Standard error is a related form of variation to standard deviation. Standard error is often reported in scientific articles. To understand standard error, we need to chat a little bit about looking at variation in statistics, not just variation in variables in your data set.

Let us suppose we are considering the fiddler crab example, with n=11 female fiddler crabs having their largest claw measured. These are 11 female fiddler crabs out of thousands that could have been selected. So, we take our sample of 11 and record their measurements, and then save the (arithmetic/sample) mean of those measurements. Now imagine each lab takes a sample of n=11 female fiddler crabs from the population of fiddler crabs. Everyone will compute their own sample mean. Would you expect everyone to get the same sample mean you have?

No. I might get a mean of 7.3 (as above), and yours might be 7.4, or 8.2, or 6.9. Would you want the sample means to be very different from each other?

No. All the sample means are trying to estimate the same quantity – the population mean. The idea is, we want to be able to talk about the variability (variation or spread) in the sample means! This is different than the variability we talked about above, which is variation IN a sample. Here, the idea is to understand variation in a statistic – because we understand that statistics will vary from sample to sample.
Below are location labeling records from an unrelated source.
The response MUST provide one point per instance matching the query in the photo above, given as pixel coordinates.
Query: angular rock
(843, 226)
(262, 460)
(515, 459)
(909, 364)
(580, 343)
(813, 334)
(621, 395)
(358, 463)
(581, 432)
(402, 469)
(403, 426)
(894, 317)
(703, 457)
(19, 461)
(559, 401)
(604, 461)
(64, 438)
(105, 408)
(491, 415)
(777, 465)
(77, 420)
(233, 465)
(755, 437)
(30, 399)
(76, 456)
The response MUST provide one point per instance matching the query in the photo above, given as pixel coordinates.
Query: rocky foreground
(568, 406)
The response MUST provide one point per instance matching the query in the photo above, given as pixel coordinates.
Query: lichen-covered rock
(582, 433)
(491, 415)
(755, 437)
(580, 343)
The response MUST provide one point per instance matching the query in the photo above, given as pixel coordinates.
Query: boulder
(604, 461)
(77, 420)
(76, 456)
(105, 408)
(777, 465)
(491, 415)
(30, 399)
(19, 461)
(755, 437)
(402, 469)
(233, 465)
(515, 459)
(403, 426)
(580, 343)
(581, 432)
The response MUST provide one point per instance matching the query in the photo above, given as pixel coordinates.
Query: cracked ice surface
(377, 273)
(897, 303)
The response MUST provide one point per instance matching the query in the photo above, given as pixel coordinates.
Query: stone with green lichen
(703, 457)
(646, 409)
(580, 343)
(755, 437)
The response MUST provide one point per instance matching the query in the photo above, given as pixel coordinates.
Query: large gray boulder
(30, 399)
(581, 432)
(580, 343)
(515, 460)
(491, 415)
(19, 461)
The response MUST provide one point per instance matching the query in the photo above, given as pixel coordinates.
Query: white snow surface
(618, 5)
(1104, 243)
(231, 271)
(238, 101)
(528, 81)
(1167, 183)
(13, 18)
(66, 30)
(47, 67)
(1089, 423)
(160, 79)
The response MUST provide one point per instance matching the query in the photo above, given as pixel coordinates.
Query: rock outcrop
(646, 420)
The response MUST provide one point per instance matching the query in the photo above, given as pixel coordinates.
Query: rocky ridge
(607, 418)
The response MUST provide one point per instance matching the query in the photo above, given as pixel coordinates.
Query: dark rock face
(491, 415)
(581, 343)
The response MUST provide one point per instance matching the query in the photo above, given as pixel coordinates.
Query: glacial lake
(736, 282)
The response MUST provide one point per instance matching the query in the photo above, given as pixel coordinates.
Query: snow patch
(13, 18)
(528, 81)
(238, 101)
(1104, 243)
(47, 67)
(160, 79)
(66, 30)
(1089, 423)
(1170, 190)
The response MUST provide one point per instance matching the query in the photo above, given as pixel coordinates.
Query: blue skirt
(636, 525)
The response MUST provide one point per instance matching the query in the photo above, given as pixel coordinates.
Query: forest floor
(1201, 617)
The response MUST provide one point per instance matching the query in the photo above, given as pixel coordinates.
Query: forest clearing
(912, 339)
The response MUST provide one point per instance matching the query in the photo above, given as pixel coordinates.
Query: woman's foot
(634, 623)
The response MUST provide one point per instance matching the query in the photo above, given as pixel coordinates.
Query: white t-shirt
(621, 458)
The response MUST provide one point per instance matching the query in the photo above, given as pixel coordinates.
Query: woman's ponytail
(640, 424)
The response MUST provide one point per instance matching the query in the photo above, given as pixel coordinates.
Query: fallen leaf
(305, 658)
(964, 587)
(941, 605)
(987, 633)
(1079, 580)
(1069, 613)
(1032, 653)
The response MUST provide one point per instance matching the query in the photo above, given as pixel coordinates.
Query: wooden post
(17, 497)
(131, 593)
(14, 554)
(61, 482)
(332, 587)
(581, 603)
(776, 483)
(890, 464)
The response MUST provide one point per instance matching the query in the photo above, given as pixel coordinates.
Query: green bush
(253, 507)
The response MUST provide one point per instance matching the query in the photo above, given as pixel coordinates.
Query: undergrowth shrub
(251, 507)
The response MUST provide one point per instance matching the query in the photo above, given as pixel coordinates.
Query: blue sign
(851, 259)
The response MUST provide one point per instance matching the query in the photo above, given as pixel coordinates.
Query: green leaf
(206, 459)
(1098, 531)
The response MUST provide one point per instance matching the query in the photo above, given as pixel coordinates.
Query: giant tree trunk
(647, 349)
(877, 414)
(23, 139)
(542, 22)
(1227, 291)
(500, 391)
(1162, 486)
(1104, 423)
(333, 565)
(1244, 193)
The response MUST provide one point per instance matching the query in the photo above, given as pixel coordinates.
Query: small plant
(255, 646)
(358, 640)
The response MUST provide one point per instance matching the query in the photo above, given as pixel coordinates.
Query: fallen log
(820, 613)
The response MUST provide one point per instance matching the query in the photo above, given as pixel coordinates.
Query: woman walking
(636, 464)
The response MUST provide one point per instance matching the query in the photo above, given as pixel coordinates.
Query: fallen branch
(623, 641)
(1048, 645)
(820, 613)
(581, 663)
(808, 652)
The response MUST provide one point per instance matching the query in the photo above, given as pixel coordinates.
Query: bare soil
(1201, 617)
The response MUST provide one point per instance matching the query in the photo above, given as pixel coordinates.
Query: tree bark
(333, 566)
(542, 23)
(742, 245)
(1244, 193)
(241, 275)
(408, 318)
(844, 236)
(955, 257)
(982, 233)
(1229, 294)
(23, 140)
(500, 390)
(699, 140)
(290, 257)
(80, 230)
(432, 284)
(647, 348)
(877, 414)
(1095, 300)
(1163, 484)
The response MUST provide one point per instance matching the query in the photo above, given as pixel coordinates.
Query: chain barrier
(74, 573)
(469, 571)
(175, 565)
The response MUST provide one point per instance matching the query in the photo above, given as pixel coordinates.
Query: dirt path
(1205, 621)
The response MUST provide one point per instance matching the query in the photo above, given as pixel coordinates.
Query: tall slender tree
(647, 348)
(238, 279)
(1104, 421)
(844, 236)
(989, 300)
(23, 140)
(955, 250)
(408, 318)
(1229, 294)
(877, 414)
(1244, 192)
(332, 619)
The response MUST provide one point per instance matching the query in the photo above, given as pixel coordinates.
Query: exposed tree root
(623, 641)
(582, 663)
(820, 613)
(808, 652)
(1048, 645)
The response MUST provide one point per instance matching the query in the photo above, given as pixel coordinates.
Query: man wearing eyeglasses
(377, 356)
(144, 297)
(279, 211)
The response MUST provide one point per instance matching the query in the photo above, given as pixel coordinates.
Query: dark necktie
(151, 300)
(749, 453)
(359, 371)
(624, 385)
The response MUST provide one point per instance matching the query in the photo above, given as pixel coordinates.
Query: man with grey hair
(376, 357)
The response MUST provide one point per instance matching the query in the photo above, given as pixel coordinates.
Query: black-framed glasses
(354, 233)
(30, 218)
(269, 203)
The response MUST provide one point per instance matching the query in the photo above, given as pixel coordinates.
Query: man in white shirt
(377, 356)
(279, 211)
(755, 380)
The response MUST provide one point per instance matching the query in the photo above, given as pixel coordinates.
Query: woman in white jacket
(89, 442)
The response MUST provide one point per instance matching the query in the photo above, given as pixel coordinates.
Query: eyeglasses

Now, statisticians have done the hard work here. You can determine, under certain conditions, what the behavior of some common statistics are, including the behavior of the sample mean. (If you take an introductory statistics course, look for the discussion about sampling distributions or the Central Limit Theorem).

In short, statisticians can actually give you a formula for the standard deviation of the sample mean when appropriate conditions are met. The issue is that formula involves the population standard deviation (sigma) which is usually unknown. But we still want an estimate of the variability in the sample means! So what can we do?

We compute the standard error instead of the standard deviation for the sample mean. If we cannot compute the standard deviation of the sample mean because we do not know the population standard deviation, we estimate the population standard deviation with the sample standard deviation. That gives us the standard error of the sample mean.

In summary, statistics vary from sample to sample, and we can describe the variability in our statistics (under certain conditions), but may have to estimate it. The standard error of the sample mean allows us to estimate the standard deviation of the sample mean, so that we can understand the spread of sample means.

To calculate the standard error of a sample mean, we divide the sample standard deviation by the square root of the sample size. Again, this formula comes from a theoretical result – but don’t worry about that part!  Other standard errors for other statistics exist, but this one is fairly commonly used – it is useful anytime you are working with the sample mean.